This post is for people who are new to data sourcing, or interested in Data Journalism but unsure of where to begin.
First, it is useful to start with an idea, question or hypothesis. In Story Based Enquiry Mark Lee Hunter emphasises the importance of having an idea of what you are looking for in data.
He said: “We do not think that the only issue is finding information. Instead, we think that the core task is telling the story. Stories are the cement which holds together every step of the investigative process, from conception to research, writing, quality control and publication.”
Data stories and visualisations are part of journalism and, when looking for information, a good starting place is to use traditional journalistic methods. Contacts, tip offs, interviews and research can all point you in the direction of interesting data, and of questions that could be answered by statistics. This is known as Active Data Journalism.
Alternatively, you can start with the data and look for the story. This was the way that Heather Brooke broke the MPs expenses scandal in 2009. However, it does help to have an idea of which data is worth looking into.
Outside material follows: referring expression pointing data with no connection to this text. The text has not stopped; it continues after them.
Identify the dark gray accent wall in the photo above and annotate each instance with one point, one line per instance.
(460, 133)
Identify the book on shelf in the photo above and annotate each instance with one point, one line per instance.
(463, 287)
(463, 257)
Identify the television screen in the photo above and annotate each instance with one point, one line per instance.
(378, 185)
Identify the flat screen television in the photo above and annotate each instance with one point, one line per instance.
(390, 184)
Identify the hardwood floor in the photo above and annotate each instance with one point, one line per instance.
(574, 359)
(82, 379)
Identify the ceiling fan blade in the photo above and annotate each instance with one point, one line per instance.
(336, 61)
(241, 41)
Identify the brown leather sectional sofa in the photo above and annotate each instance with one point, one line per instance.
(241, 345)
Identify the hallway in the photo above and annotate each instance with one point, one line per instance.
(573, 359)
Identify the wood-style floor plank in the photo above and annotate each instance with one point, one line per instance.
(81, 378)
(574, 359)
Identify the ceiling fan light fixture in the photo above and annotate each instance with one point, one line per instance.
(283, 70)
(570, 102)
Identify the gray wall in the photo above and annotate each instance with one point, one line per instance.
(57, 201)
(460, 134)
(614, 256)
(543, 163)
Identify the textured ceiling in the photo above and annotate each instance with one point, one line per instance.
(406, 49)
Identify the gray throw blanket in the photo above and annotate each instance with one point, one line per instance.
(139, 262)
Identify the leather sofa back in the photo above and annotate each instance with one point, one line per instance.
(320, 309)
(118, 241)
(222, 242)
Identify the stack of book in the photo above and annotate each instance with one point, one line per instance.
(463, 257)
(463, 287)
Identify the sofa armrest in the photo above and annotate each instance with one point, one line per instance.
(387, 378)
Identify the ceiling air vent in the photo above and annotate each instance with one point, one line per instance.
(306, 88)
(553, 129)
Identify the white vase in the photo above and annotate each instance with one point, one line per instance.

The release dates of data on websites such as the Office for National Statistics, www.ons.gov.uk, show you when sets of public data are due to be released. On sites like this you can look out for interesting data as it is released and write a timely story based upon it.
Another good source of public data is www.Data.gov.uk, which holds data from a variety of government departments. Local sites such as OpenlyLocal and Mash the State are good at making government data accessible.
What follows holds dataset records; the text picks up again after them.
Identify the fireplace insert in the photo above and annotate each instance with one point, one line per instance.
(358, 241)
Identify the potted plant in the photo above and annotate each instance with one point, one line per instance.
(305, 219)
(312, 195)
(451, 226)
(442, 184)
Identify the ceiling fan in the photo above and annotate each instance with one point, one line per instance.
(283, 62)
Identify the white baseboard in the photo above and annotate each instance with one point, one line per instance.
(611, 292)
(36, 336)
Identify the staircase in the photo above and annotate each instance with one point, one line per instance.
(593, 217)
In addition to this, private companies and charities often release data online on their websites. Media sites like the Guardian and the New York Times have a DataStore which routinely publishes data in raw form which can be downloaded.
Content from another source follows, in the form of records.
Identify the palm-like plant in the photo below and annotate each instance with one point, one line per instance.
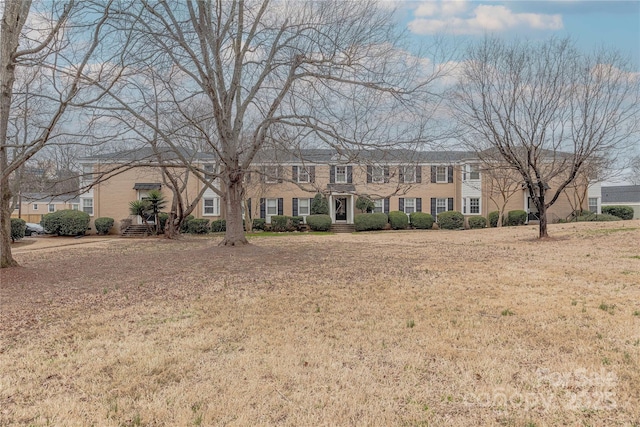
(141, 208)
(156, 202)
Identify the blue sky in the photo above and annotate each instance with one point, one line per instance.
(590, 23)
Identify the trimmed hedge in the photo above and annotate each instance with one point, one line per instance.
(18, 227)
(597, 217)
(198, 226)
(368, 222)
(319, 222)
(477, 222)
(280, 223)
(622, 212)
(258, 223)
(421, 220)
(451, 220)
(517, 217)
(219, 226)
(103, 225)
(398, 220)
(493, 219)
(66, 222)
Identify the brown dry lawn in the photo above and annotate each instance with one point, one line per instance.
(486, 327)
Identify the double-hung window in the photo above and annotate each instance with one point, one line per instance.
(87, 206)
(211, 206)
(377, 174)
(409, 174)
(271, 174)
(303, 174)
(304, 207)
(409, 205)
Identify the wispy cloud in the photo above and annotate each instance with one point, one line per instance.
(461, 17)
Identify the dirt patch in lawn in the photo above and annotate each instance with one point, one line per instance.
(482, 327)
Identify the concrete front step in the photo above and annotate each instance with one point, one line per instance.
(342, 228)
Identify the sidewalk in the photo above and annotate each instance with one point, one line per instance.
(29, 244)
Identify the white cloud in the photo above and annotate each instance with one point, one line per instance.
(451, 17)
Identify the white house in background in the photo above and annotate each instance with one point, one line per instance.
(622, 195)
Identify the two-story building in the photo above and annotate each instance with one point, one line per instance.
(285, 184)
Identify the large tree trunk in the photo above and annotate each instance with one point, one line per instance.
(233, 201)
(542, 213)
(6, 259)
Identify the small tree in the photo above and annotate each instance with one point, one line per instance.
(319, 205)
(365, 204)
(141, 208)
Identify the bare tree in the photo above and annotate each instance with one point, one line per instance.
(546, 109)
(634, 173)
(244, 73)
To get non public data it may be necessary to send a Freedom of Information Request (FOI). All public bodies are open to FOI requests, including local councils, police forces and travel organisations. It may be best to specify which format you wish to receive the information. A spreadsheet in electronic format is the easiest way to clean and scrape data and so it is good to request information in that format.
Being part of a data community helps. Here at the Data Journalism Blog we aim to provide a platform for such a community! Other good community sites are GetTheData.org, the Open Data Cookbook and the Wolfram Alpha forum. Here you can talk to other data enthusiasts, see what data others are playing with and be inspired.
Finally, remember that it is always important to ensure that you have a legal right to republish data before you use it.
Once you have the data you can clean, scrape and analyse it to turn it into a story, visualisation or interactive graphic….